The fear of failing is real. It’s a silent threat, not heard but only felt like a storm you quietly but intensely sense. Many of us shy away when faced with fears. Fear of failure is malicious and can take over your dreams. The slackers are usually quick to sneer and judge. They note the failing strenght of man and welcome it with mockery, but there is something deep inside that scoffers fail to see. They don’t recognise the clever deed the failure tries to accomplish. They will never know the grim dangers the bold adventurer meets. They never seek a better way or chase a perilous plan. They never risk a breakdown to advance as athletes or even as humans. They stand where all is safe and certain, so they never face a challenge head on. I don’t mind being stamped with the failure’s brand. I would rather be a failure than the man who’s never tried. I would rather seek the mountian-top than always stand aside. Winning isn’t everything, but wanting to win is.
Failure is a great teacher. It is not fatal, but it can wound self-esteem and ego deeply. For me, the fear of failing came with a pressure that helped me train, perform better and reach perfection. My perfection. The anxiety linked to failure has always been the element that pushed me to put in more effort and focus. I studied and trialled many new avenues to get the advantage on my competition over the years. The issue is that it can become a problem when your search for that perfect race becomes an obsession and you cannot stop thinking about it. It is hard to be in the moment and enjoy a race when you always look ahead to find what you can do next to improve to find the winning edge.
The Hold up
When the time came for the driver to arrive, I did not have the heart to leave. I stayed hidden behind the two large middle doors that separated the corridor from the factory. I saw the driver get into the office through the blurry glass windows and I prayed with all of my heart for this to go smoothly.

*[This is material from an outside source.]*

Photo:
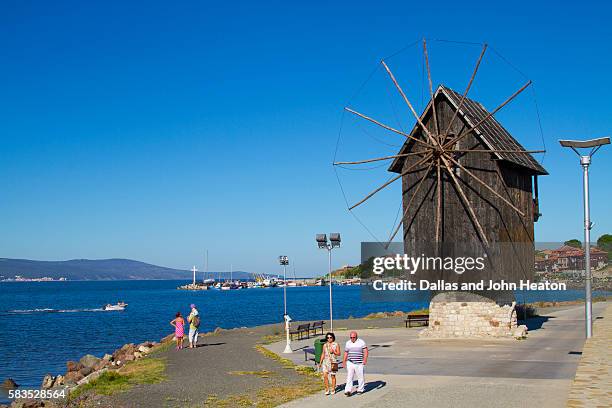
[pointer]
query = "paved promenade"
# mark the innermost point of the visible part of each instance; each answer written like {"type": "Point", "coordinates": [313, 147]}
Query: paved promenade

The summer breeze sneaked into the factory, a nice relief for my damp hands and my flushed face. I had been suffocating, I felt like a vampire in the sun.
I heard Angie and the driver chat and about five minutes later I saw my dad with his black ski hood enter the office. He yelled, ‘This is a hold up, do not move or I shoot you dead! Lie down on the floor and it will all be OK!’

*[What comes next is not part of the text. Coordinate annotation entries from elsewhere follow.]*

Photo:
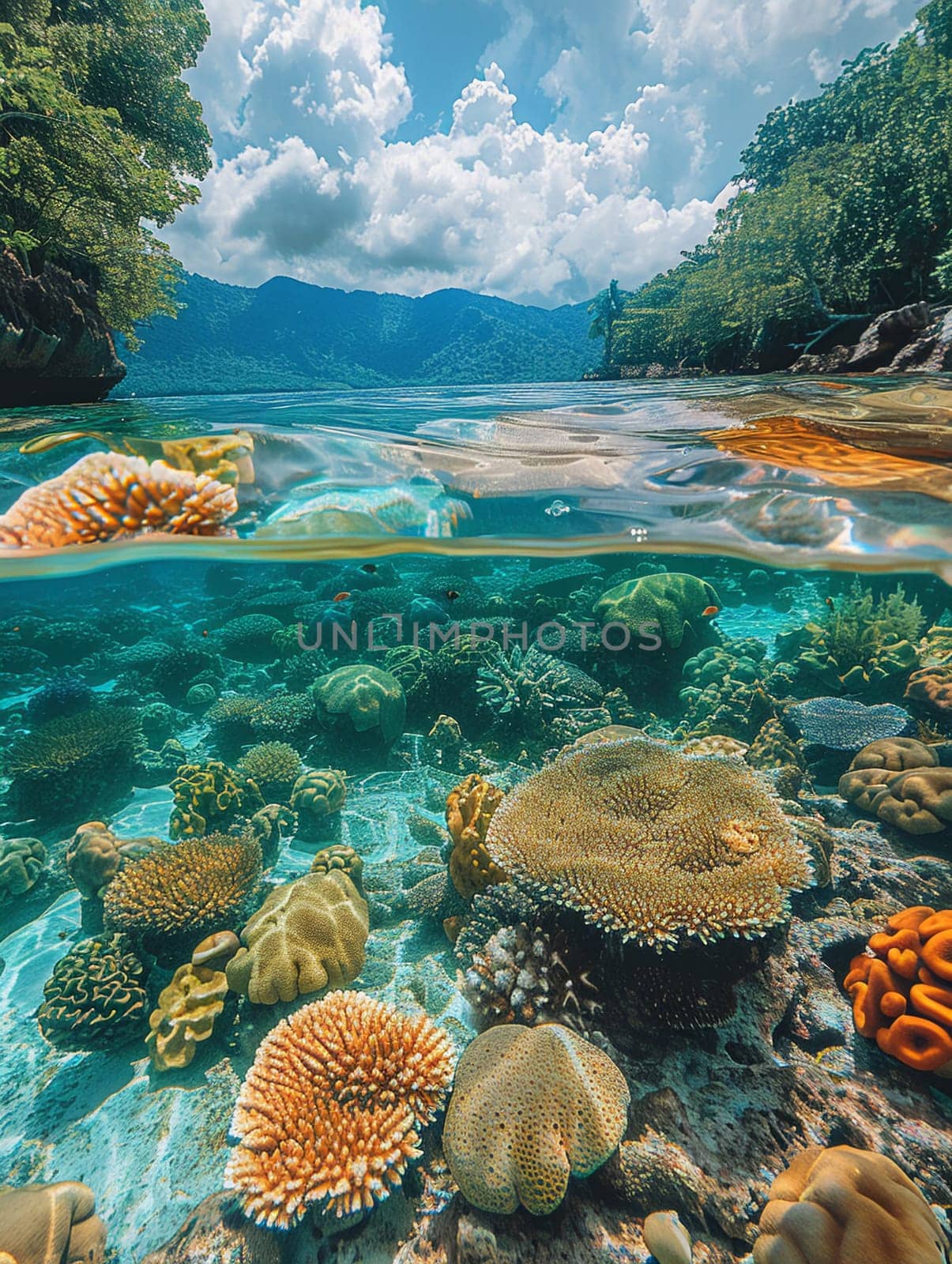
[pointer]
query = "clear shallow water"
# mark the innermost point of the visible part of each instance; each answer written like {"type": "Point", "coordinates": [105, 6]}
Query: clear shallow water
{"type": "Point", "coordinates": [813, 528]}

It all happened so fast, and two minutes later I saw him run like Michael Johnson at the start of his 400 metres, disguised as a thief.
Dad had nailed it so quickly and without any issues. I was shocked and proud at the same time, but aware of the potential consequences of his actions. We were not out of the woods yet, I thought.
The driver and Angie both called the police and they arrived quickly at the factory. I stayed hidden for a couple of minutes then decided to sneak out to catch the bus home. I ran up to the bus stop and sat down. I felt so wrecked and empty that I did not have the energy to run home. I wanted no more part of this and I did not want to get interviewed by the police. They never did speak to me. But both Dad and Angie were called into the police station of Ixelles. The driver was interviewed too. The man Dad had bought the paper machine from smelled a rat. He must have known people in high places, because special agents took over the case. Dad was released when they checked his alibi, and the client confirmed he was there the entire time. Angie was not so lucky. She spent the entire night there and they grilled her FBI style. She could not sleep and did not get fed. She just received a couple of coffees and cigarettes. No torture instruments here, just the bright desk light in her face while being asked relentless questions. They treated her poorly and accused her of being my dad’s accomplice.
They asked her what she was going to do with the money, told her she was a slut sleeping with a much older man for his money and his nice villa. They told her they would both go to jail for a long time and that a holdup was a serious offence. They laughed and told her that the accomplice would get the same jail time as the main perpetrator. They came at her repeatedly, hoping that sleep deprivation and fear might make her thoughts blurry and make her finally confess. They only got a few tears out of her and the speech she had practised a few times in anticipation of being interrogated.